Dona Cecilia, por ejemplo, tenia la santa virtud de ponerlas a todas de buen humor, especialmente porque al aludir a las cuestiones internacionales y a la guerra se armaba unos lios con los nombres que era para reirse. '?Como se llama ese general chino que odia tanto a los japoneses?'. 'Chiang Kai-Shek', le informaba Carlota. '?Ay, hija! Con ese nombre no se puede ganar, ?verdad?'.
Hablaban de todo un poco: de los maridos, de los hijos, de los curas, de las chachas… y del doctor Chaos. Si, nombraban a menudo al doctor Chaos, sobre todo porque Solita, su experta enfermera, habia ido a poner unas inyecciones a Maria del Mar y esta se habia dado cuenta de que Solita bebia los vientos por el doctor.
– Seria gracioso que tuvieramos un idilio en puertas, ?no os parece? A veces, esos hombres, cuando llegan a cierta edad…

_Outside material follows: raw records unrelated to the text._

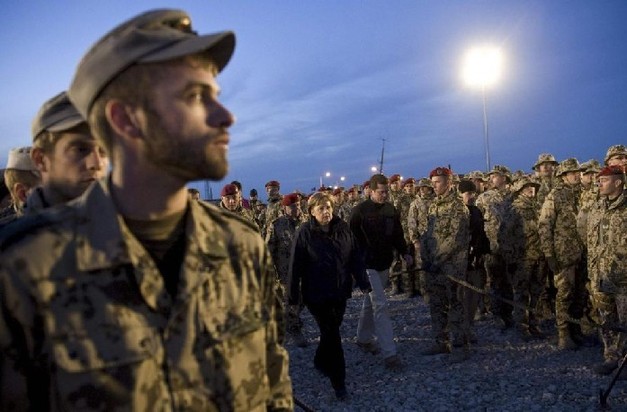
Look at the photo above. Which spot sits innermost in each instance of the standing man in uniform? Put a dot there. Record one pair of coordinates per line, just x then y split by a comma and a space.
140, 298
68, 157
21, 177
376, 225
495, 205
563, 251
444, 252
607, 267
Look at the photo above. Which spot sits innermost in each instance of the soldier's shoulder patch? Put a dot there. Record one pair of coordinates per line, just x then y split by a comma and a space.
223, 215
19, 228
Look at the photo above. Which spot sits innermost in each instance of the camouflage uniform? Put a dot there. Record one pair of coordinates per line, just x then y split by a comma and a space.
273, 211
528, 281
241, 211
279, 238
557, 227
89, 325
495, 206
407, 280
444, 252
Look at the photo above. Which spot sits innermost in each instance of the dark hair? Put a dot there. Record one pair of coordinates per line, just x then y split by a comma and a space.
378, 179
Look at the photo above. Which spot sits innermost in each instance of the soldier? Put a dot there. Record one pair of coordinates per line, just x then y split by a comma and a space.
406, 280
279, 238
478, 178
273, 209
395, 188
545, 171
528, 281
495, 208
563, 249
444, 253
139, 298
607, 268
231, 200
616, 156
68, 157
20, 177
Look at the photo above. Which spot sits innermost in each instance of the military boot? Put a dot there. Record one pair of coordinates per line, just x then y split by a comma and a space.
564, 340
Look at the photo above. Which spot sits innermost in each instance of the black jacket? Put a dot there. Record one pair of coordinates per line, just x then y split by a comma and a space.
377, 227
323, 264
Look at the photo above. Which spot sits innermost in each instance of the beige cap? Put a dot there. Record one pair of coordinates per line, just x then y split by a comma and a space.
19, 159
153, 36
56, 115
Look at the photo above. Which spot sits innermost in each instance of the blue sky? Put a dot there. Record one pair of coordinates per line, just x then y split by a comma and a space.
316, 85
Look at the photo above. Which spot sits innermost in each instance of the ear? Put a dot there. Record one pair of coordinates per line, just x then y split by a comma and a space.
21, 191
123, 119
37, 155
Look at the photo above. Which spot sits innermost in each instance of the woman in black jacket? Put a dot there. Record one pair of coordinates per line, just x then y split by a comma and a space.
325, 259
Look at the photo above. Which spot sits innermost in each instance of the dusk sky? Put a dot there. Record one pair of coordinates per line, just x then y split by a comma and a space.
316, 85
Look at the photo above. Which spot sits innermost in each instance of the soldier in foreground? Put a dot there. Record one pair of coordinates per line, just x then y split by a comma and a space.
141, 299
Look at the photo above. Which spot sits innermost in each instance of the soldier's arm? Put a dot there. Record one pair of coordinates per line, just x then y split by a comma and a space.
276, 355
13, 359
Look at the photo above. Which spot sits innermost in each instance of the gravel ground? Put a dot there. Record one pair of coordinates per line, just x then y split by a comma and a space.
504, 373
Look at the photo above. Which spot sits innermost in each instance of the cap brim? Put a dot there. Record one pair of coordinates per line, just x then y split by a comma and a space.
219, 46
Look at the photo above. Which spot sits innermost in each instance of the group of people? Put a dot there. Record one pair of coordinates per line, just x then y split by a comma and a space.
119, 290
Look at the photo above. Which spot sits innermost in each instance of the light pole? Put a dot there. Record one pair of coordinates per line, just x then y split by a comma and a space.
327, 175
482, 68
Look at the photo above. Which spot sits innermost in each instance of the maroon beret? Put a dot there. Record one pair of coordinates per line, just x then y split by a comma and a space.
229, 190
290, 199
441, 171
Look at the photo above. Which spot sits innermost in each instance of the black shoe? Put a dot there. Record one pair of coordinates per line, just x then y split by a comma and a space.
341, 394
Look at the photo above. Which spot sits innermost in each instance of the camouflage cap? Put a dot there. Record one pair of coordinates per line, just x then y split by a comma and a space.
394, 178
153, 36
591, 166
568, 165
57, 114
523, 182
409, 180
501, 170
545, 158
19, 159
615, 150
476, 174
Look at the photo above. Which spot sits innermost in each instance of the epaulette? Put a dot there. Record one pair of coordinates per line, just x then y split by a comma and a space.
223, 215
19, 228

– Pero… -preguntaba Esther-. ?En serio crees que Solita se ha enamorado?
– ?Toma! Tan seguro como que Manolo y tu fumais tabaco rubio…
– ?Ja! Esto es divertido.
Maria del Mar se percato muy pronto, con viva satisfaccion, de que no se producian jamas situaciones tensas, ni siquiera entre Carlota y Esther, eternas rivales en cuestiones de buen gusto y elegancia. Incluso cuando se ponian a comparar sus respectivos lugares de origen procuraban esforzarse en no chocar. Tal vez, al respecto, la mas beligerante, o la mas rigida, fuese Carlota. Esta, en efecto, les reprochaba a sus amigas que en el fondo se encontraran poco a gusto en Cataluna y las acusaba de no haberse tomado la molestia de conocerla bien.

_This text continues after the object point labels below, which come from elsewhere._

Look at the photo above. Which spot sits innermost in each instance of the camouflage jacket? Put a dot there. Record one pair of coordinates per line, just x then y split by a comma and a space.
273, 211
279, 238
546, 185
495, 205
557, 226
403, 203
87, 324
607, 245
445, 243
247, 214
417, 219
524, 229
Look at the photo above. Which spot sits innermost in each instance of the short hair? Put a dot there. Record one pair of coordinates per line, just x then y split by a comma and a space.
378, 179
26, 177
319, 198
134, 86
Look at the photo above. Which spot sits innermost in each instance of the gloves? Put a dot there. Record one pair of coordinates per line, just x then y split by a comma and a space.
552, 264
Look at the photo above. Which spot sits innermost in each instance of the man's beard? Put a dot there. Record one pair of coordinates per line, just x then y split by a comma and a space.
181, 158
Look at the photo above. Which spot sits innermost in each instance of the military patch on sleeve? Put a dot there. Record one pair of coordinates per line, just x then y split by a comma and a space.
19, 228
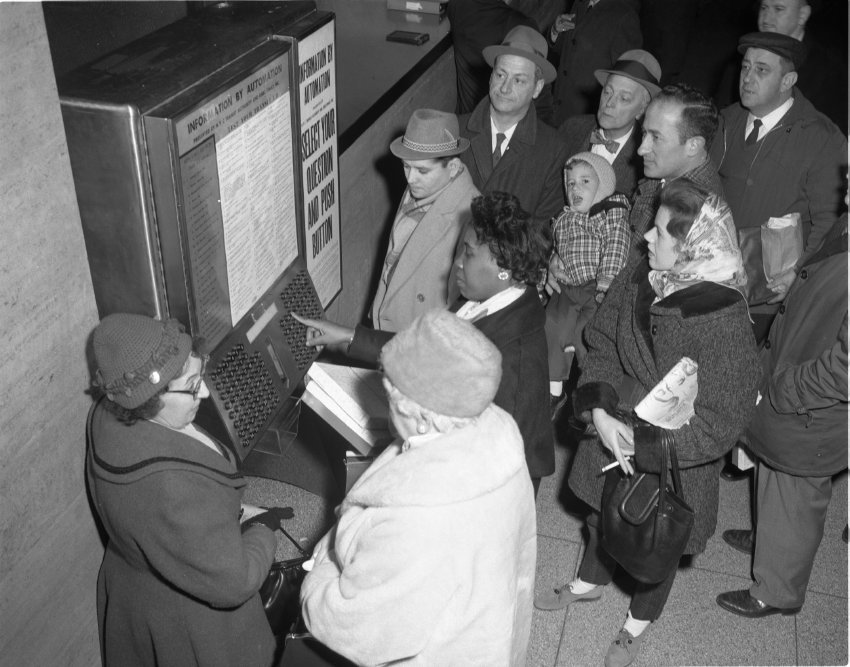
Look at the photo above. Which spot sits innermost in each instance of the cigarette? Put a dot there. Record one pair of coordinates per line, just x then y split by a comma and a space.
613, 465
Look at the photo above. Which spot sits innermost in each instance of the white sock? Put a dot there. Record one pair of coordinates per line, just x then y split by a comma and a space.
633, 626
580, 587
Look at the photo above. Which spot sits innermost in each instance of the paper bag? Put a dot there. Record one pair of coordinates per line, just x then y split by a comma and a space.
782, 244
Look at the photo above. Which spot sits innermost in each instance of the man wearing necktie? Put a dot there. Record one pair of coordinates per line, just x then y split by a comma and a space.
777, 155
614, 132
511, 149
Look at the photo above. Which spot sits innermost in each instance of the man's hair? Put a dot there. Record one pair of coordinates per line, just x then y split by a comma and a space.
538, 73
684, 199
700, 117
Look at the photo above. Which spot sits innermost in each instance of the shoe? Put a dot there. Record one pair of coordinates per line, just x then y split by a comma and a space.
556, 404
742, 540
623, 649
732, 473
744, 604
559, 598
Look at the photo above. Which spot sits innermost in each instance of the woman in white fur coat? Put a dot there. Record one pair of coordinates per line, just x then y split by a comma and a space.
432, 559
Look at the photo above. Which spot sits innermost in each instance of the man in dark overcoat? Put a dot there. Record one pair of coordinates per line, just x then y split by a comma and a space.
615, 132
798, 434
511, 149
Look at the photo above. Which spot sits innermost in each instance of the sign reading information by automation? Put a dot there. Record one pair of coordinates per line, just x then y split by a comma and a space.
317, 87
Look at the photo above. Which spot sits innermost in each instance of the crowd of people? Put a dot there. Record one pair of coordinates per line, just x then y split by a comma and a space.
544, 258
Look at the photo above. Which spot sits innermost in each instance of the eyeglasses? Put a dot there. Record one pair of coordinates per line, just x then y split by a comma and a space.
194, 391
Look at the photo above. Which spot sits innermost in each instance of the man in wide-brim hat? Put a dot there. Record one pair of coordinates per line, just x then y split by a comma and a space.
428, 222
614, 132
511, 149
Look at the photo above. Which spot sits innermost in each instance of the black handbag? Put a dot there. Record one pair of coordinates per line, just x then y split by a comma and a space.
281, 590
646, 523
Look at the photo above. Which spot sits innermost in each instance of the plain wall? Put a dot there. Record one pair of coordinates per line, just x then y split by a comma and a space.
49, 547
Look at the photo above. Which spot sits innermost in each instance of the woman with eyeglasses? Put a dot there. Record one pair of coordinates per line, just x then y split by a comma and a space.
180, 578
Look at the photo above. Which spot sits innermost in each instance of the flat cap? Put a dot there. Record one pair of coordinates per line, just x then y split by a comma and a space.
782, 45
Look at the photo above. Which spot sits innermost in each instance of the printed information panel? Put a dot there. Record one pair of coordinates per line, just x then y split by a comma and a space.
239, 195
317, 85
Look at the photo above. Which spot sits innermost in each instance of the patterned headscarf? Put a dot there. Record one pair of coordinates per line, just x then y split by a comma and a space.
709, 252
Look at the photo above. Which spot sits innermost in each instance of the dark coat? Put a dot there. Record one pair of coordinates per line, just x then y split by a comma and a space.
179, 581
531, 169
518, 331
602, 34
800, 425
632, 344
628, 165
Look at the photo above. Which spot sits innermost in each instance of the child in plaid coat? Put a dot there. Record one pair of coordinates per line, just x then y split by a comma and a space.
591, 246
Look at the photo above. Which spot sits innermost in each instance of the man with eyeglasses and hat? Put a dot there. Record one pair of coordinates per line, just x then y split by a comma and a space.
415, 276
511, 150
614, 132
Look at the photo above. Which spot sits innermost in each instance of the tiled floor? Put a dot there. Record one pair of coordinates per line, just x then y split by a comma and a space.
693, 630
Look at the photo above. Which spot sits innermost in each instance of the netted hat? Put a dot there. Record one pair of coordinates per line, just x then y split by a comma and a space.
604, 172
444, 364
137, 356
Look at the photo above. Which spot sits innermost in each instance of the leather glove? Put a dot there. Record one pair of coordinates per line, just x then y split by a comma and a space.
271, 518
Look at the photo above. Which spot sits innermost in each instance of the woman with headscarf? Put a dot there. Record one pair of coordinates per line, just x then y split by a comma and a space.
683, 300
180, 578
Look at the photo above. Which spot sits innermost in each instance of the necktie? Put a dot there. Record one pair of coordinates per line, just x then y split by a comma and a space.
753, 136
497, 152
610, 145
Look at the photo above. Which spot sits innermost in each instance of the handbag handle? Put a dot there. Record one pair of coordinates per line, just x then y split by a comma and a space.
668, 451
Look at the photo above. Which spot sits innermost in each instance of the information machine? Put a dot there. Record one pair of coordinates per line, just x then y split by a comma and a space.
204, 158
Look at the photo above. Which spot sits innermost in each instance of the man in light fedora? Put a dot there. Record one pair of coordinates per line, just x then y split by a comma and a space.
428, 222
511, 149
614, 133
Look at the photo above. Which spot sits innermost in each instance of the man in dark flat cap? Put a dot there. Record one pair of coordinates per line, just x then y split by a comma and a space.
776, 155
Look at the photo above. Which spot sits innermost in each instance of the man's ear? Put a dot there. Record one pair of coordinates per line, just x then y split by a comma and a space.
803, 16
538, 88
788, 81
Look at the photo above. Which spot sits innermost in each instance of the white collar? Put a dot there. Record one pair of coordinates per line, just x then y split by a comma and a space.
508, 134
473, 310
770, 120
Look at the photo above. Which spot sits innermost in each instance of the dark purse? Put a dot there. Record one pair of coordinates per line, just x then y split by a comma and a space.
281, 590
646, 523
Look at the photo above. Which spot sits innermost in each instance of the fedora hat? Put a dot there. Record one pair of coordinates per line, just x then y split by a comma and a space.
430, 134
782, 45
524, 42
637, 65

– ?A que no habeis estado nunca en Poblet y Santes Creus? ?Ni habeis ido nunca al Valle de Aran? ?Lo veis? Asi no hay manera…

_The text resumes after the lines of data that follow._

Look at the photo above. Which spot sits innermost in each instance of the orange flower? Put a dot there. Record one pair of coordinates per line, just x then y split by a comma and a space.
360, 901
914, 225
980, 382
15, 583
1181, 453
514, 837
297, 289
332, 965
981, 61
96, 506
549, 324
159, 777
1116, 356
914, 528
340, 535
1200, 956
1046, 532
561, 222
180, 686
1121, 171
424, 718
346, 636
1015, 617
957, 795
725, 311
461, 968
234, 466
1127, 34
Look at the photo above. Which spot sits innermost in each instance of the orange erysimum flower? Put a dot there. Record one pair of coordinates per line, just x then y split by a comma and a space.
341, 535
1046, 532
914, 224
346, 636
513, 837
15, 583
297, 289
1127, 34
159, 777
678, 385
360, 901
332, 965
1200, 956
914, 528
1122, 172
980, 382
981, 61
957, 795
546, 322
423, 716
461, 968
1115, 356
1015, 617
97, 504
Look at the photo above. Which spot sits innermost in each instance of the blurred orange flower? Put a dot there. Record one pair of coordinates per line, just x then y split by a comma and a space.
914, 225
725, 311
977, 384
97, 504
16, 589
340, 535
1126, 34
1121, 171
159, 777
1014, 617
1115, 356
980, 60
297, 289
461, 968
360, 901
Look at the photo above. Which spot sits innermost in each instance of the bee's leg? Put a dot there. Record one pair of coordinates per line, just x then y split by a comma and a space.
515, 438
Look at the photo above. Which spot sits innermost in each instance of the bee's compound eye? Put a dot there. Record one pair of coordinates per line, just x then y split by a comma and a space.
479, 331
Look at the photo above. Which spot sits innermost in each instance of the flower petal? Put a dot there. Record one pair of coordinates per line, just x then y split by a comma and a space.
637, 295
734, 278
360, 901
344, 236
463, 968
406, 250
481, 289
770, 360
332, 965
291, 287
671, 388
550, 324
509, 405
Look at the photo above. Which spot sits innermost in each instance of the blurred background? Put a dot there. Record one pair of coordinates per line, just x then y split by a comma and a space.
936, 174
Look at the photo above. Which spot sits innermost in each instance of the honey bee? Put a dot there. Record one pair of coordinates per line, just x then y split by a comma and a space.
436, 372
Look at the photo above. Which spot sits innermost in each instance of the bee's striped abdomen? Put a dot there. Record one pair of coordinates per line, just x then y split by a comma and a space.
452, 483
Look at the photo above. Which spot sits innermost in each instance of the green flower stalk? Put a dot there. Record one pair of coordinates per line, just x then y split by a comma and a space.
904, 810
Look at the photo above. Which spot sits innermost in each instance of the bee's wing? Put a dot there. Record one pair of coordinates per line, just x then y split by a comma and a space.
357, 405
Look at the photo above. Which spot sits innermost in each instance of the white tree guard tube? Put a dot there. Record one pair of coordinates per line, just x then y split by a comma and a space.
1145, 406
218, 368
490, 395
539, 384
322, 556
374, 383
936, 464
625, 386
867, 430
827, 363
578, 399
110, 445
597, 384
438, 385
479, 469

Esther, como siempre, se arrellanaba en el sillon, en actitud indolente.
– ?Es que te has recorrido tu toda Andalucia? ?Como? ?Que no has estado nunca…? ?Pues anda! Y me acusas a mi… que me case con un catalan.
– Pero ?si toda Espana es hermosa! -exclamaba dona Cecilia-. ?A que hacer distingos?
No eran distingos. Pero cada cual estaba orgullosa de lo suyo. Esther, por ejemplo, se pirraba por la crianza de reses bravas. 'Os encantaria visitar una ganaderia. Os lo aseguro'. Maria del Mar, que no soportaba los toros, excepcion hecha de los bisontes pintados en las cuevas de Altamira, se jactaba en cambio de la gran cantidad de coros y orfeones que habia en el Cantabrico. 'Desde Guipuzcoa hasta Asturias… ?hay que ver!'. Carlota simulaba escandalizarse. 'Pero, ?por Dios, como vamos a comparar! ?En Barcelona tenemos opera, el Liceo! Por cierto que esta temporada estan dando todo Wagner…' '?Y el flamenco? -preguntaba dona Cecilia, haciendo como que palmeaba-. ?Y ole!'. 'Eso, no -rechazaba con energia la viuda de Oriol-. El flamenco destroza los oidos'.